The police cruiser continued straight ahead, growing smaller in her mirror until it disappeared from view altogether. Ann pulled into the grocery store parking lot, steering into a space near the back, and killed the engine. For several long moments, she simply sat there, hands trembling slightly as she released her death grip on the steering wheel.
"You're overreacting," she told her reflection in the rearview mirror. "It's a patrol car. They patrol. That's literally their job."
But the rational explanation did nothing to slow her racing heart or ease the tightness in her chest. Ann forced herself to take several deep breaths—in through the nose, out through the mouth. Gradually, her pulse slowed, though her hands continued to tremble.
After five minutes, she started the car again and pulled back onto the road, resuming her route home. Every few seconds, her eyes darted to the rearview mirror, checking for white and blue vehicles. Each mirror check became more frantic than the last—side mirror, rearview, other side mirror, rearview again—a compulsive pattern that left little attention for the actual road ahead.
A siren wailed in the distance, the sound faint but unmistakable. Ann jolted so violently that her car swerved, crossing briefly into the opposite lane before she corrected with a jerky motion of the wheel. A horn blared as an oncoming car passed, its driver gesturing angrily through the windshield.
"Sorry," she whispered, though no one could hear her. "I'm sorry."

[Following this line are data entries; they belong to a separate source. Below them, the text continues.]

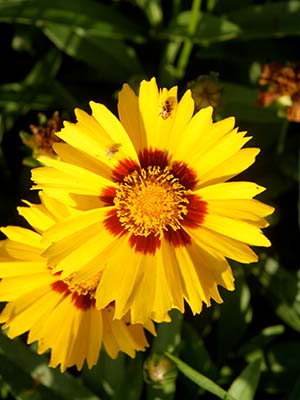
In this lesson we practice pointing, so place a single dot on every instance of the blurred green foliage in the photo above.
(57, 55)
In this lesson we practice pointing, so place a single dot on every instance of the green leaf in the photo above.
(241, 101)
(168, 334)
(194, 350)
(26, 371)
(200, 380)
(116, 379)
(210, 29)
(260, 341)
(111, 58)
(236, 308)
(88, 17)
(268, 20)
(282, 288)
(21, 97)
(295, 393)
(152, 9)
(245, 385)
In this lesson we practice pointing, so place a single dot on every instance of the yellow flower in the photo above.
(157, 214)
(58, 313)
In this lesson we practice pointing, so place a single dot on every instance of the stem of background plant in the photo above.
(188, 43)
(282, 136)
(299, 188)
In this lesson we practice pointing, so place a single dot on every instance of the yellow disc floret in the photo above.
(150, 201)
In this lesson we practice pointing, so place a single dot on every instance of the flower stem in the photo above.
(282, 137)
(188, 43)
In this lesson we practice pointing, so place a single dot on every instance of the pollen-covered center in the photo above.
(150, 201)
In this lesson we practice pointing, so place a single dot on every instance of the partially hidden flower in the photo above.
(42, 137)
(206, 91)
(59, 314)
(280, 83)
(157, 212)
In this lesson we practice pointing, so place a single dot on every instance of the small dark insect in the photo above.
(167, 107)
(112, 150)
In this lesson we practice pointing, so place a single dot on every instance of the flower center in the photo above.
(150, 201)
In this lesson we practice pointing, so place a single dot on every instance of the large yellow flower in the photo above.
(58, 313)
(158, 218)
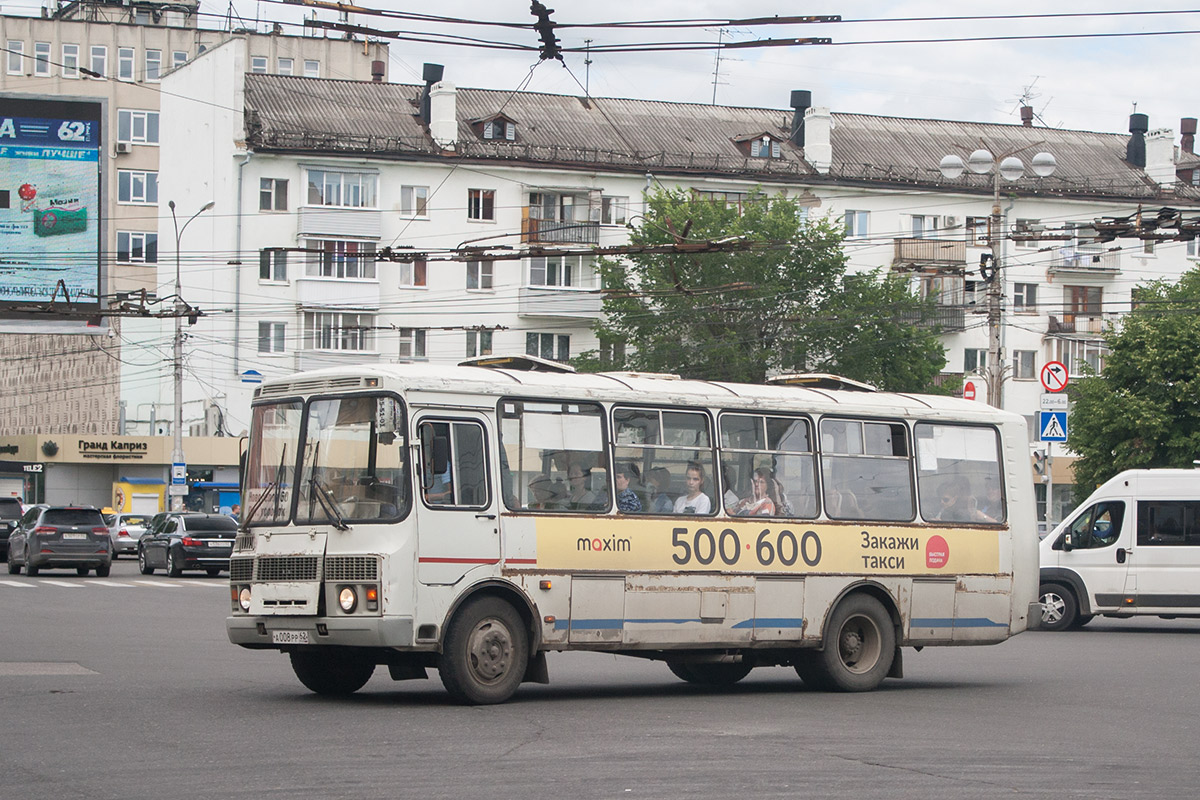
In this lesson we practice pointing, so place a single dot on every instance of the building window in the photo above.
(70, 60)
(479, 343)
(271, 337)
(975, 360)
(273, 194)
(544, 346)
(100, 59)
(613, 210)
(765, 148)
(412, 343)
(977, 232)
(480, 204)
(857, 223)
(137, 127)
(414, 200)
(154, 65)
(339, 331)
(273, 264)
(42, 59)
(412, 274)
(1025, 298)
(330, 258)
(137, 247)
(137, 187)
(501, 130)
(479, 275)
(346, 190)
(125, 62)
(923, 226)
(1026, 228)
(16, 56)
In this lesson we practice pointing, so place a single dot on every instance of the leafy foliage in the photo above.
(783, 305)
(1144, 410)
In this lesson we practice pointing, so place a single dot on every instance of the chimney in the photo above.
(1135, 151)
(431, 73)
(1161, 157)
(802, 100)
(819, 148)
(444, 114)
(1188, 131)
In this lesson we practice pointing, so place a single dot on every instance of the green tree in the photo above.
(1144, 410)
(779, 300)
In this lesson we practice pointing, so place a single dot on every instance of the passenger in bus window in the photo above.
(760, 503)
(659, 480)
(695, 500)
(627, 498)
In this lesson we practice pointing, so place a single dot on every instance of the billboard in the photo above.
(49, 212)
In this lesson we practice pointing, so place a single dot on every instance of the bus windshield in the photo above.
(354, 461)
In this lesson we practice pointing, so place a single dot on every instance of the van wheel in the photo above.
(859, 645)
(711, 674)
(1059, 607)
(331, 671)
(485, 653)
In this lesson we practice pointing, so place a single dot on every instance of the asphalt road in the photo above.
(126, 687)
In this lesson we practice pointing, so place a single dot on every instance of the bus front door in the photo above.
(456, 506)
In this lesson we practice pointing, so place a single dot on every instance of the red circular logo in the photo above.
(937, 553)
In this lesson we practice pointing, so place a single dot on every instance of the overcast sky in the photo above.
(1081, 83)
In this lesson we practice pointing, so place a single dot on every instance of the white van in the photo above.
(1133, 547)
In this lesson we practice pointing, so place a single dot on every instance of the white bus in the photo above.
(474, 518)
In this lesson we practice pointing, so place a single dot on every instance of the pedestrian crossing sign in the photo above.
(1053, 426)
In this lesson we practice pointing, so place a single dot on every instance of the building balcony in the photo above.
(1090, 324)
(929, 252)
(558, 233)
(340, 223)
(557, 301)
(1087, 262)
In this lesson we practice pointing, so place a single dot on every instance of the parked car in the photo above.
(178, 541)
(125, 530)
(10, 515)
(60, 537)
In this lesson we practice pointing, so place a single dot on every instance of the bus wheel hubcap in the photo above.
(490, 650)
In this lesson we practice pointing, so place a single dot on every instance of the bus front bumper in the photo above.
(279, 632)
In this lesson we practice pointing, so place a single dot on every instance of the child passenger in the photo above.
(694, 500)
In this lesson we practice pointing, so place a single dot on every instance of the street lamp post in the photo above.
(1011, 168)
(178, 462)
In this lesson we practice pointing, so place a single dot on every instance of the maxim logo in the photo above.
(598, 545)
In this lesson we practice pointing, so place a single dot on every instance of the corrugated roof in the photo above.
(342, 116)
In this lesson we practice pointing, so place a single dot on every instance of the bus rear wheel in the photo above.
(709, 674)
(330, 671)
(859, 647)
(485, 653)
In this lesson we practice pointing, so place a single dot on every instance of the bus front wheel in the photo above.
(485, 653)
(330, 671)
(858, 649)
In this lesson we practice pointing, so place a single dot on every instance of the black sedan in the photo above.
(187, 541)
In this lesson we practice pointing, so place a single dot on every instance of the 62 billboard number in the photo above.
(705, 547)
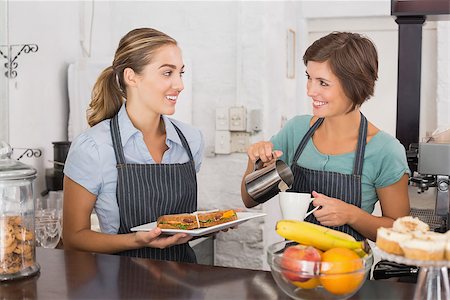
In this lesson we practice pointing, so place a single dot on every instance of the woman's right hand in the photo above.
(153, 239)
(264, 151)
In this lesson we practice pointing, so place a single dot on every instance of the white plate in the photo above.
(242, 217)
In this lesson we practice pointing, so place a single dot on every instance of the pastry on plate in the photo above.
(196, 220)
(408, 223)
(388, 240)
(425, 246)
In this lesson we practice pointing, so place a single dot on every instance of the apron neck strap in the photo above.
(360, 148)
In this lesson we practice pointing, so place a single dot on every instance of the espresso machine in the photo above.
(434, 168)
(432, 161)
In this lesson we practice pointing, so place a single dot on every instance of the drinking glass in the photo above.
(48, 225)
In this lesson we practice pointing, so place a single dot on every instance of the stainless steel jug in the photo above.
(265, 182)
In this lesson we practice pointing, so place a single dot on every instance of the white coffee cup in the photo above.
(294, 206)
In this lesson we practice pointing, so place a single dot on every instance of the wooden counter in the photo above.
(79, 275)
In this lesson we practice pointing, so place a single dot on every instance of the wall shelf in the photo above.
(11, 64)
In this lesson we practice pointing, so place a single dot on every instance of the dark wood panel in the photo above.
(80, 275)
(419, 7)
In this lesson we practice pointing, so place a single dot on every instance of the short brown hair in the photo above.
(352, 58)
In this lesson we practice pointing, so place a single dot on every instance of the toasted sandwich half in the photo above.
(178, 221)
(215, 218)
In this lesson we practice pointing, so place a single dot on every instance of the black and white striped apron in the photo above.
(147, 191)
(346, 187)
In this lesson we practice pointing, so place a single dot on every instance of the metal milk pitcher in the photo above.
(265, 182)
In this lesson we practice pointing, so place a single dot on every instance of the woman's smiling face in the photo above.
(325, 90)
(160, 82)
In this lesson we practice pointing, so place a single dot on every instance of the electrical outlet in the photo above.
(223, 142)
(255, 122)
(238, 118)
(240, 141)
(222, 118)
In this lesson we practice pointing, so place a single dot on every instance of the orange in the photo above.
(342, 271)
(308, 284)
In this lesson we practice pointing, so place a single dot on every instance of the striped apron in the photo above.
(147, 191)
(346, 187)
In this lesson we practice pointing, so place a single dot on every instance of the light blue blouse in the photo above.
(384, 159)
(91, 161)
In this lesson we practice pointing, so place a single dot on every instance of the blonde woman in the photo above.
(134, 163)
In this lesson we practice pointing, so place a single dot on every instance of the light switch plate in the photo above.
(240, 141)
(223, 142)
(238, 118)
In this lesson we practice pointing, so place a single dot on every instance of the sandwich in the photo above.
(216, 218)
(196, 220)
(180, 221)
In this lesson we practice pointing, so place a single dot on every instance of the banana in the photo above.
(320, 237)
(337, 233)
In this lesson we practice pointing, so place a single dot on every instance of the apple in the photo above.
(299, 263)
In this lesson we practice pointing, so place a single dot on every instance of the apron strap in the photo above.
(117, 141)
(306, 138)
(361, 147)
(183, 141)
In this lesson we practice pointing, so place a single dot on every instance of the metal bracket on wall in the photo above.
(11, 64)
(29, 152)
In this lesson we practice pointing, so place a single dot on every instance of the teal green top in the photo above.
(384, 159)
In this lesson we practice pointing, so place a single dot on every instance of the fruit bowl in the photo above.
(300, 272)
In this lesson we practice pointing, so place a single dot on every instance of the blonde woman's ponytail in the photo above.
(107, 98)
(135, 51)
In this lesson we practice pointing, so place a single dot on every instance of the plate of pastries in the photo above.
(200, 222)
(410, 241)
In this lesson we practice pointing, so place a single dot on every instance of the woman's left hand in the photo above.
(333, 212)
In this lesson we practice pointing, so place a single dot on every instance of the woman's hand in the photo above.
(264, 151)
(153, 239)
(333, 212)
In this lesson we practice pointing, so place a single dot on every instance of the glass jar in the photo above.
(17, 242)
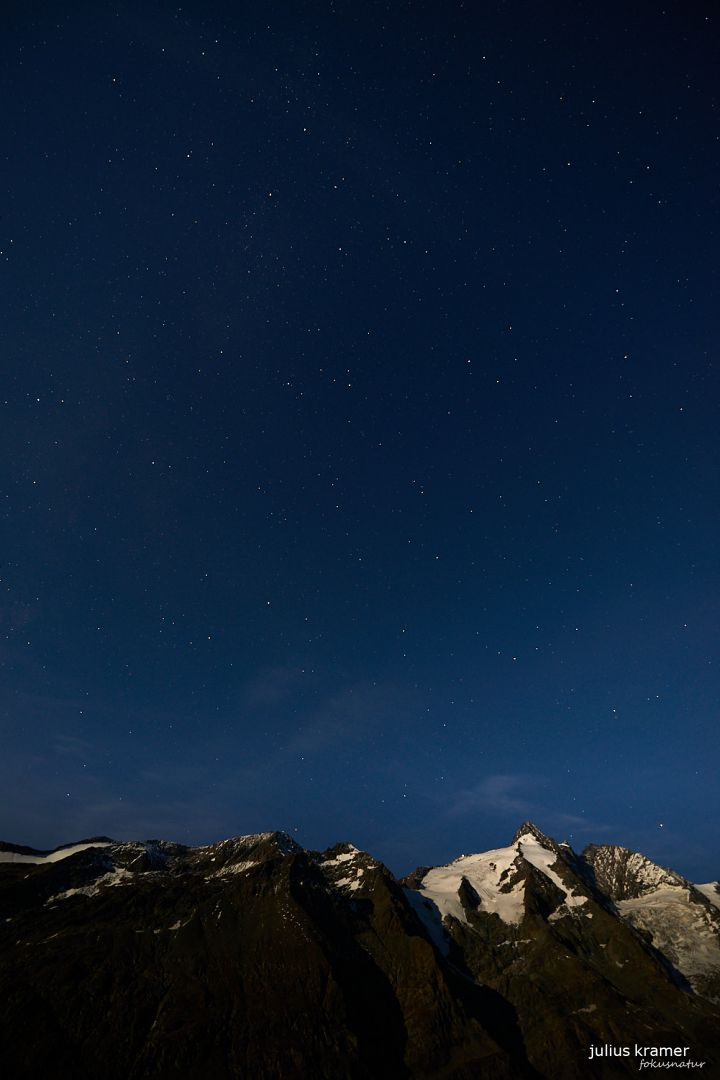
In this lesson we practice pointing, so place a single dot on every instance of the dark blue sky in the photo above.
(360, 423)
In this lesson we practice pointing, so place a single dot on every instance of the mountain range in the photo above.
(255, 958)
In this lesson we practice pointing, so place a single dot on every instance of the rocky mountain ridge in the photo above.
(254, 957)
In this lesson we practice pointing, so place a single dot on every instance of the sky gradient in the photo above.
(360, 424)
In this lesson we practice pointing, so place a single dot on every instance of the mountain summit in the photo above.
(256, 958)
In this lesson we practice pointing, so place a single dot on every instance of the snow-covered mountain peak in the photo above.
(529, 832)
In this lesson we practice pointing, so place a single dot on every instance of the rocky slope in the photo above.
(681, 919)
(254, 958)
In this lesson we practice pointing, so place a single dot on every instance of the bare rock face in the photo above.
(681, 920)
(254, 958)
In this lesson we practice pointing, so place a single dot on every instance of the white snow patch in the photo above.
(684, 930)
(234, 868)
(118, 876)
(54, 856)
(345, 856)
(486, 873)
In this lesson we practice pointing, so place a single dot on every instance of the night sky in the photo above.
(360, 417)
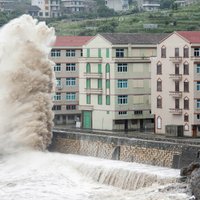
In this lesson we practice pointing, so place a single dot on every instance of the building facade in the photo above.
(114, 81)
(176, 84)
(65, 53)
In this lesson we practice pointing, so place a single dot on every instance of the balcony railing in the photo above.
(176, 76)
(93, 90)
(176, 94)
(131, 59)
(176, 111)
(93, 75)
(176, 59)
(91, 59)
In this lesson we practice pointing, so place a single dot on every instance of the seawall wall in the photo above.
(159, 153)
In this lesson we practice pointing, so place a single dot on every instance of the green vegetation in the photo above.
(186, 18)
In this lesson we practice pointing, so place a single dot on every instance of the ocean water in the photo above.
(34, 175)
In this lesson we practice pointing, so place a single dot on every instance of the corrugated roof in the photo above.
(191, 36)
(134, 38)
(71, 41)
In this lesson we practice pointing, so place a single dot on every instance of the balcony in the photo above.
(131, 59)
(93, 90)
(176, 111)
(195, 58)
(176, 77)
(176, 59)
(93, 75)
(176, 94)
(91, 59)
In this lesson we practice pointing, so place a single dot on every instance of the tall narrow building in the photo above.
(176, 85)
(114, 81)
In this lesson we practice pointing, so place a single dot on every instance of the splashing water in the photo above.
(26, 84)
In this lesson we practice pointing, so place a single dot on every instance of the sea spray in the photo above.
(26, 84)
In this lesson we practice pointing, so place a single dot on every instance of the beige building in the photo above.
(114, 81)
(65, 53)
(176, 84)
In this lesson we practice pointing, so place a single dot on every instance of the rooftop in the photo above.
(71, 41)
(134, 38)
(191, 36)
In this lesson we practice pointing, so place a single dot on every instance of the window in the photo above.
(88, 83)
(159, 122)
(99, 53)
(57, 67)
(159, 85)
(138, 112)
(70, 107)
(99, 83)
(99, 68)
(100, 99)
(176, 86)
(177, 69)
(58, 81)
(70, 53)
(198, 68)
(122, 67)
(186, 52)
(56, 107)
(122, 99)
(198, 103)
(122, 113)
(185, 69)
(70, 96)
(176, 52)
(122, 83)
(186, 103)
(108, 84)
(159, 102)
(119, 53)
(88, 53)
(55, 53)
(159, 68)
(107, 68)
(88, 68)
(107, 100)
(57, 96)
(177, 103)
(186, 118)
(196, 52)
(70, 67)
(186, 86)
(107, 53)
(198, 85)
(163, 52)
(70, 81)
(88, 99)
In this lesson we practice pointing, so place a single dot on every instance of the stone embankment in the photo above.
(157, 151)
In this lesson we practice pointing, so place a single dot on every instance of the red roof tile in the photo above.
(71, 41)
(191, 36)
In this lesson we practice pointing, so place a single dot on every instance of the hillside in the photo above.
(186, 18)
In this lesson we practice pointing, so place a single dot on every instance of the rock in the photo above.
(193, 174)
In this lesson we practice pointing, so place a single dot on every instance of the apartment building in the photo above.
(117, 5)
(47, 8)
(114, 81)
(176, 84)
(72, 6)
(65, 53)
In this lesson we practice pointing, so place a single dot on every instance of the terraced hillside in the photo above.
(187, 18)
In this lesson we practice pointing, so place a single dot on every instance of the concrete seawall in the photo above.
(159, 153)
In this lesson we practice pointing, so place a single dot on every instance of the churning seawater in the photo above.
(29, 173)
(54, 176)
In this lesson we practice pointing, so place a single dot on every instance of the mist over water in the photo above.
(26, 84)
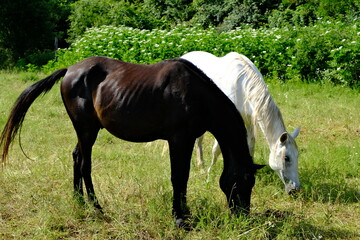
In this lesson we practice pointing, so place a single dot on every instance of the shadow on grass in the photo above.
(287, 224)
(330, 193)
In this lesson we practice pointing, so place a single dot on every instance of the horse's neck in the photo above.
(268, 116)
(272, 130)
(255, 95)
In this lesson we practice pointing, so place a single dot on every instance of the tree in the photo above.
(28, 27)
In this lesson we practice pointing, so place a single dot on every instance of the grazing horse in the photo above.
(243, 83)
(171, 100)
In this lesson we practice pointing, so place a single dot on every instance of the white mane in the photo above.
(265, 111)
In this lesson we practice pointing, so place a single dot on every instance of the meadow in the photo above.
(132, 180)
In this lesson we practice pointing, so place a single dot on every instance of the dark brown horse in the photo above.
(171, 100)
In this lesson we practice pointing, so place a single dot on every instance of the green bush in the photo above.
(325, 51)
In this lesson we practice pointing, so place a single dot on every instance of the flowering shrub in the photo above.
(324, 52)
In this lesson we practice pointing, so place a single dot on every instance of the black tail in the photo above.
(22, 105)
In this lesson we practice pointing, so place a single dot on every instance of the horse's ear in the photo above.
(296, 132)
(258, 166)
(283, 137)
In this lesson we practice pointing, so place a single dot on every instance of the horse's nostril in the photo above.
(294, 191)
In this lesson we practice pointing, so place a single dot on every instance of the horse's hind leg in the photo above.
(215, 154)
(78, 188)
(180, 156)
(86, 139)
(199, 152)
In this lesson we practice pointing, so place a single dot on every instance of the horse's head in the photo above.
(283, 159)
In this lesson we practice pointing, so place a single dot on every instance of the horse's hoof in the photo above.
(182, 224)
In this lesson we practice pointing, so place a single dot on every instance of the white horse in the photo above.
(243, 83)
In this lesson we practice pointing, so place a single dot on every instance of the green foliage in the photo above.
(132, 180)
(29, 27)
(326, 51)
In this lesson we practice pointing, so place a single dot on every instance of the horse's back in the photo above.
(134, 102)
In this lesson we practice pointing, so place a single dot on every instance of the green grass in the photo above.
(132, 180)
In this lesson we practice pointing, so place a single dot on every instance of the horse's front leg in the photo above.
(180, 157)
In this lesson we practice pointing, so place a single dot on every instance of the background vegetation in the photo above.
(298, 42)
(313, 40)
(132, 180)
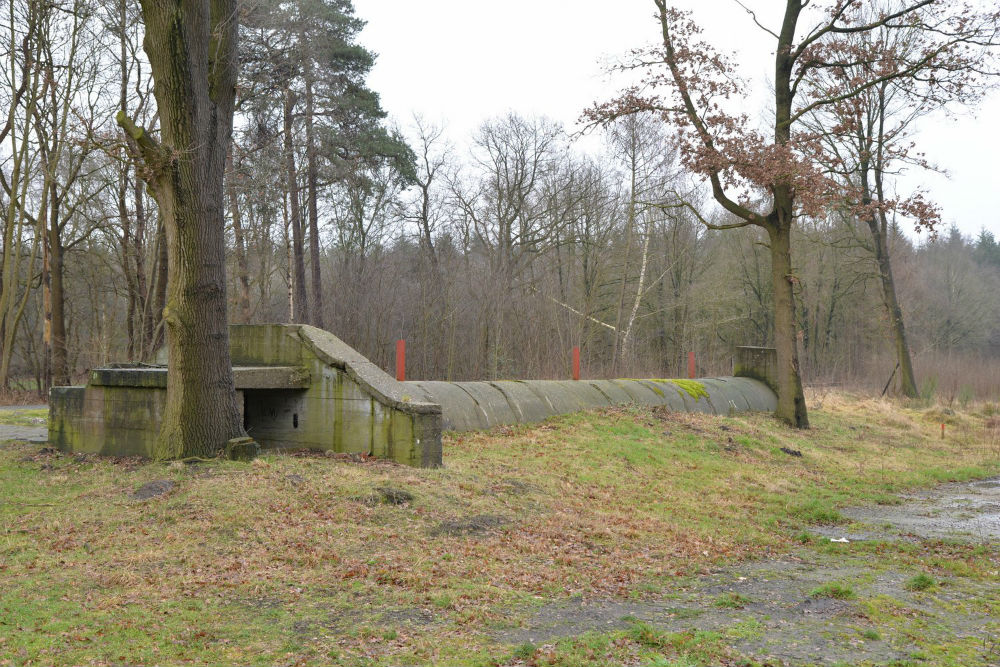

The siren grew fainter, headed in another direction, responding to some emergency that had nothing to do with her. Ann forced herself to focus on driving, on maintaining a steady speed, on signaling properly for turns—all the mundane details of operating a vehicle that had never required conscious thought before.
By the time she turned into her apartment complex, her shirt was damp with sweat despite the car's air conditioning. She scanned the parking area before pulling into her assigned space, checking for patrol cars, for unmarked vehicles that might contain watching eyes, for anything out of the ordinary.
Nothing seemed amiss, yet Ann couldn't shake the feeling of exposure as she walked from her car to her building, keys clutched in her defensive grip once more. She found herself looking over her shoulder every few steps, scanning rooftops and parked cars for any sign of surveillance.